Monday, June 18, 2012

What I'm Reading

“How We Do Harm: A Doctor Breaks Ranks About Being Sick in America,” Otis Webb Brawley, M.D., with Paul Goldberg. Don’t read this one at night because if, like me, you tend to bring the last-read-of-the-day with you into sleep, this book will bring you nightmares. Brawley (“Call me Otis”), an oncologist, is chief medical and scientific officer of the American Cancer Society. He has worked longtime in Grady Memorial Hospital in Atlanta, the largest public hospital in the U.S.

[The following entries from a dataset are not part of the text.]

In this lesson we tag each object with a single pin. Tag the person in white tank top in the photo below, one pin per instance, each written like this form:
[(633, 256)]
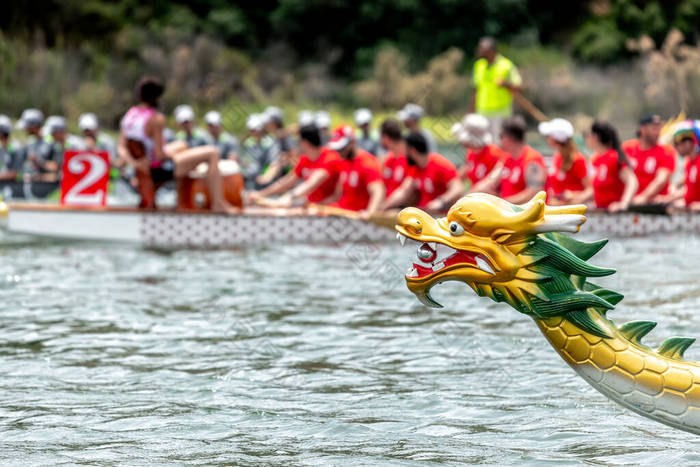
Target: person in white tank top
[(141, 145)]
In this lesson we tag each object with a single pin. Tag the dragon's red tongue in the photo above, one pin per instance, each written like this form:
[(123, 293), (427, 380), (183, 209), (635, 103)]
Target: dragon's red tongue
[(460, 257)]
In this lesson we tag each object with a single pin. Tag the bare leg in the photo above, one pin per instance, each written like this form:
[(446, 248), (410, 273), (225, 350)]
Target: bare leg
[(187, 160), (174, 147)]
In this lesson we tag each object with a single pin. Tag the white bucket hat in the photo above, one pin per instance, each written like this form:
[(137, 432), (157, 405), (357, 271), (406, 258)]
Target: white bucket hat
[(473, 130), (559, 129)]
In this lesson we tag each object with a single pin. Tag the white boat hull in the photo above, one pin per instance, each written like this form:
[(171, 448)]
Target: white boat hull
[(177, 229), (170, 229)]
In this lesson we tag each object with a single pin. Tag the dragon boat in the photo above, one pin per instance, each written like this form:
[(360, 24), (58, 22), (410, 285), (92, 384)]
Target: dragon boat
[(518, 255), (174, 228)]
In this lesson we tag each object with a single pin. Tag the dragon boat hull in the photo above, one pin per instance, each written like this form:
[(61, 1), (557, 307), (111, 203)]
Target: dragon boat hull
[(174, 229), (26, 190)]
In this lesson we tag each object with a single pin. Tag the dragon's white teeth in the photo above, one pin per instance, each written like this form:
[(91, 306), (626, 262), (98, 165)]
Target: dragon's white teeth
[(443, 251), (401, 237), (484, 265)]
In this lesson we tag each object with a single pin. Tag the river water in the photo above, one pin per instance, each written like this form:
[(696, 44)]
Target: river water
[(301, 355)]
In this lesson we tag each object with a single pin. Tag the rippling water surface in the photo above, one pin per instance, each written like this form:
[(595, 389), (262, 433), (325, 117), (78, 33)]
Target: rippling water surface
[(308, 355)]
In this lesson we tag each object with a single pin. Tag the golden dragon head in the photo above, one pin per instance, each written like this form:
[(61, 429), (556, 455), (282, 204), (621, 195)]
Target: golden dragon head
[(510, 253)]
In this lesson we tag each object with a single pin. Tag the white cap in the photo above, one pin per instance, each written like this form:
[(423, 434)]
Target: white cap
[(323, 119), (30, 117), (410, 112), (274, 113), (255, 122), (559, 130), (88, 121), (183, 113), (473, 130), (5, 124), (54, 123), (306, 117), (212, 118), (363, 116)]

What propels you through his stories of real people in America are his anger, his humor, and his passion for giving every person the best possible care. I took away three things Brawley knows will improve those possibilities: 1. Insist that everyone in the position of giving medical care makes decisions based on the available science -- not on tradition, what-my-mentor-said, cost, or the best and newest drug pharmaceutical companies are pushing this week; 2. Make certain that methods and products of care selected will do the most good and the least harm – which sometimes means refusing to provide treatment that a patient wants but which the provider knows is inappropriate, useless, or even dangerous; 3. Eradicate the U.S. bifurcated healthcare system – one tier for the insured, another for the uninsured/or under-insured.
Brawley’s first story is of a middle-aged woman in Atlanta who, because she did not have access to screening, insurance, or good medical counsel, showed up in the Grady ER with her breast in a bag; it had fallen off her chest as her breast cancer advanced. See # 3 above.
I’m encouraged by the recent news of physicians who have publicized their concerns about unnecessary (and, sometimes harmful) medical tests; this is something Brawley would find hopeful.